Alle API’s vereisen OAuth 2.0 Client Credentials Flow voor authenticatie. Alleen clients met een geldige client-ID en secret kunnen API-aanroepen doen.
2. Hoe wordt authenticatie tussen services geregeld?
Services en applicaties maken gebruik van Managed Identities om toegang te verkrijgen tot andere Azure-resources zonder hardcoded credentials.
3. Hoe worden API-credentials en secrets beheerd?
Alle API-sleutels, certificaten en secrets worden opgeslagen in Azure Key Vault, waar ze veilig en automatisch geroteerd worden.
4. Wordt er gebruik gemaakt van mTLS voor API-verkeer?
Nee, mTLS wordt momenteel niet gebruikt vanwege de implementatiecomplexiteit. De focus ligt op OAuth 2.0 en Managed Identities als authenticatiemethoden.
5. Hoe wordt API-verkeer versleuteld?
Alle API-communicatie verloopt via TLS 1.2 of hoger. API’s accepteren alleen HTTPS-verkeer via poort 443.
6. Hoe wordt API-misbruik voorkomen?
API Rate Limiting en Throttling zijn ingesteld om misbruik en DDoS-aanvallen te voorkomen. Er wordt ook actief gemonitord via Azure Monitor en Defender for Cloud.
7. Hoe wordt logging en monitoring van API-aanroepen geregeld?
Alle API-aanroepen worden gelogd in Azure Monitor en gecontroleerd op verdachte activiteiten via Microsoft Sentinel.
8. Hoe wordt API-toegang geconfigureerd op basis van gebruikersrechten?
Toegang tot API’s wordt geregeld via Entra ID (Azure AD) met Role-Based Access Control (RBAC), zodat alleen bevoegde gebruikers of applicaties API’s kunnen aanroepen.
9. Worden SCIM en federatieve authenticatie ondersteund?
Ja, API’s ondersteunen System for Cross-domain Identity Management (SCIM) voor identiteitsbeheer en federatieve authenticatie via OpenID Connect en SAML 2.0.
10. Hoe wordt voldaan aan compliance-eisen voor API-security?
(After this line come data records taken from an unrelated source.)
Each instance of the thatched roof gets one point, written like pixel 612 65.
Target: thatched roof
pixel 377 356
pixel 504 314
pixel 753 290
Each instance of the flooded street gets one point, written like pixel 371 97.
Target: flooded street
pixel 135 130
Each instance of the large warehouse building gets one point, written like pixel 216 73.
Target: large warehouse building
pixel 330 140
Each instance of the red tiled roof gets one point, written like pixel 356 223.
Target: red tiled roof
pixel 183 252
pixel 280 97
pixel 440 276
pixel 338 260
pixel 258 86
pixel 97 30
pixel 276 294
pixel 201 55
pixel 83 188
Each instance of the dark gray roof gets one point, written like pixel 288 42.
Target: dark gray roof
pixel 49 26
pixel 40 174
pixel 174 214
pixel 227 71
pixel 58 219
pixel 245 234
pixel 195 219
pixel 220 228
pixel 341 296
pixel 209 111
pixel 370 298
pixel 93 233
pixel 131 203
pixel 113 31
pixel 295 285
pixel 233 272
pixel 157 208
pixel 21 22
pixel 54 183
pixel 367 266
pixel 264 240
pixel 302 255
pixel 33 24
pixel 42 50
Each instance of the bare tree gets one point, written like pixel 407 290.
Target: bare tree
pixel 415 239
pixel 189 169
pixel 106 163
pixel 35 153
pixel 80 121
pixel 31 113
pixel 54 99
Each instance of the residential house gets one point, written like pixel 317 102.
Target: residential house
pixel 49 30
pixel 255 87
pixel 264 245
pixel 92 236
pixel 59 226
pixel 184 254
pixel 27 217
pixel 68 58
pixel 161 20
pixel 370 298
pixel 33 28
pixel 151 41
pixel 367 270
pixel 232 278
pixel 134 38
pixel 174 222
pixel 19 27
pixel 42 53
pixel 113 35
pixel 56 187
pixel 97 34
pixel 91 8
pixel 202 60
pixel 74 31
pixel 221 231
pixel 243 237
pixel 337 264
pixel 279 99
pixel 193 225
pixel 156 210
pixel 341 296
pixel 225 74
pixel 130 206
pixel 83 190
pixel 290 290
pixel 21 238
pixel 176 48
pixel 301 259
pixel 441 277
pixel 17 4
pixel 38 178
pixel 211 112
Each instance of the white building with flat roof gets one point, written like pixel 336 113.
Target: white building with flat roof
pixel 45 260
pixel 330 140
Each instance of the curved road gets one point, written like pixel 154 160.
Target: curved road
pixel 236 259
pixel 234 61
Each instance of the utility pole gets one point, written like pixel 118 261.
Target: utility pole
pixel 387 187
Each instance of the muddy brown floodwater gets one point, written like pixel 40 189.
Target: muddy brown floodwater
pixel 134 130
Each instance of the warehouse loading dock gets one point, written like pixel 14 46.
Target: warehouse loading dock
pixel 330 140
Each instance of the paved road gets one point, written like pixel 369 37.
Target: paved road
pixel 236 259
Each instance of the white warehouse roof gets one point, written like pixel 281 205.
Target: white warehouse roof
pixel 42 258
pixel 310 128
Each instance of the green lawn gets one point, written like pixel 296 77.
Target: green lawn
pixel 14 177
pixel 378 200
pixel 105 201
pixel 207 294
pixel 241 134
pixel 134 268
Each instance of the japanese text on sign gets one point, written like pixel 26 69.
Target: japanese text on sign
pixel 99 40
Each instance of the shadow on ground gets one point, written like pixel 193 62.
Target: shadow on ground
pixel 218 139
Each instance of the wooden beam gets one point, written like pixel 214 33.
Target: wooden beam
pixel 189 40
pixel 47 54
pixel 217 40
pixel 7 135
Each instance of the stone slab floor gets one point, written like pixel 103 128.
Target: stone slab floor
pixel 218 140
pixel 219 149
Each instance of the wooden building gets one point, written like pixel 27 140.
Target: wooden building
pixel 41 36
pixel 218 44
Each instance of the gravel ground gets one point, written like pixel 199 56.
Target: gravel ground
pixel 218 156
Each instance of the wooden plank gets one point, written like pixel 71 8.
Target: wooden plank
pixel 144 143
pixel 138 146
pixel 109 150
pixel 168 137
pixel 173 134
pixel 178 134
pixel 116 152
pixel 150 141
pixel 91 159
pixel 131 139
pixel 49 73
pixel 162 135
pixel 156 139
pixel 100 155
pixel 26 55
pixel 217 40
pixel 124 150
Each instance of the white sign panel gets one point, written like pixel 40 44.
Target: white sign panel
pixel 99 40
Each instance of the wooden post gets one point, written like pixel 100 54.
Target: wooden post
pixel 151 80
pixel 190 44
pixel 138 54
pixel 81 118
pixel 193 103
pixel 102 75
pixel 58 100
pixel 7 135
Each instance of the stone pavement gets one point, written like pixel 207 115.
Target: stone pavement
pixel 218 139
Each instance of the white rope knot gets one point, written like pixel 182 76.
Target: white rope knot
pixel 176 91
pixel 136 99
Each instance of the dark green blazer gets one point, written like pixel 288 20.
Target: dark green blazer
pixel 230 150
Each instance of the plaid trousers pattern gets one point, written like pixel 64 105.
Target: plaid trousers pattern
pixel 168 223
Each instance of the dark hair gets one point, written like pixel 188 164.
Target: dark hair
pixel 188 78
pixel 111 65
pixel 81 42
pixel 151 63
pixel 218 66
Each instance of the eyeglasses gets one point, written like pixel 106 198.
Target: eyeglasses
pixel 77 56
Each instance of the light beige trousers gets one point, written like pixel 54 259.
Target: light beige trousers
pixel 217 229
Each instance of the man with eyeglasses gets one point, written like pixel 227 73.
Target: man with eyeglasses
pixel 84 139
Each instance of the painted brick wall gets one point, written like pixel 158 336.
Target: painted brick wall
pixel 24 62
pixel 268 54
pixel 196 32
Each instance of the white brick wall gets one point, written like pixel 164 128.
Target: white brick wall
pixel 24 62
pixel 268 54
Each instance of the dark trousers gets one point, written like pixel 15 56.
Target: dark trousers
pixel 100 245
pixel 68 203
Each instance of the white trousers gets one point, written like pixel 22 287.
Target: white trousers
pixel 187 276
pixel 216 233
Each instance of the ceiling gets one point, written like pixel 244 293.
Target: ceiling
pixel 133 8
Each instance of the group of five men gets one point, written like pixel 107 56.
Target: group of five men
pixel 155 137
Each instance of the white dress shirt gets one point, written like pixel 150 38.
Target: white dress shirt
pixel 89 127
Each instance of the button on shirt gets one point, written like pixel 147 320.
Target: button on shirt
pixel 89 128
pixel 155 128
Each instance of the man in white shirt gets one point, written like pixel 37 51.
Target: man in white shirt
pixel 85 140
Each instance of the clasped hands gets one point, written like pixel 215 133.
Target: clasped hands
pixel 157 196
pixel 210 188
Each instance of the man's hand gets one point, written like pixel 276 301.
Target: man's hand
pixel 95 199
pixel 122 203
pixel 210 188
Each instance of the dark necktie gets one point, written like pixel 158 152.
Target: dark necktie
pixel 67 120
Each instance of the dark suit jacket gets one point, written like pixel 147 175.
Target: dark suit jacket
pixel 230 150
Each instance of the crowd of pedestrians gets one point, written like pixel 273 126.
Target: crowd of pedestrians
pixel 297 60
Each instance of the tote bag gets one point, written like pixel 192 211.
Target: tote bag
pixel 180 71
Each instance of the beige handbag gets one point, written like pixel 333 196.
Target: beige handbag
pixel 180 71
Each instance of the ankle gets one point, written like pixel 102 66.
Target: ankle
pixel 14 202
API’s voldoen aan de richtlijnen van ISO 27001, OWASP, OAuth 2.0 en Microsoft Security Best Practices en worden regelmatig geaudit.
Infraplannen is een Agile-ontwikkelde applicatie en bevindt zich nog in actieve ontwikkeling. Dit betekent dat zowel de functionaliteit als de beveiligingsmaatregelen continu worden verbeterd en geoptimaliseerd.
Toelichting op de maatregelen
1. Authenticatie en autorisatie
OAuth 2.0 Client Credentials Flow wordt gebruikt voor machine-to-machine authenticatie.
Managed Identities vervangen hardcoded credentials voor veilige service-authenticatie.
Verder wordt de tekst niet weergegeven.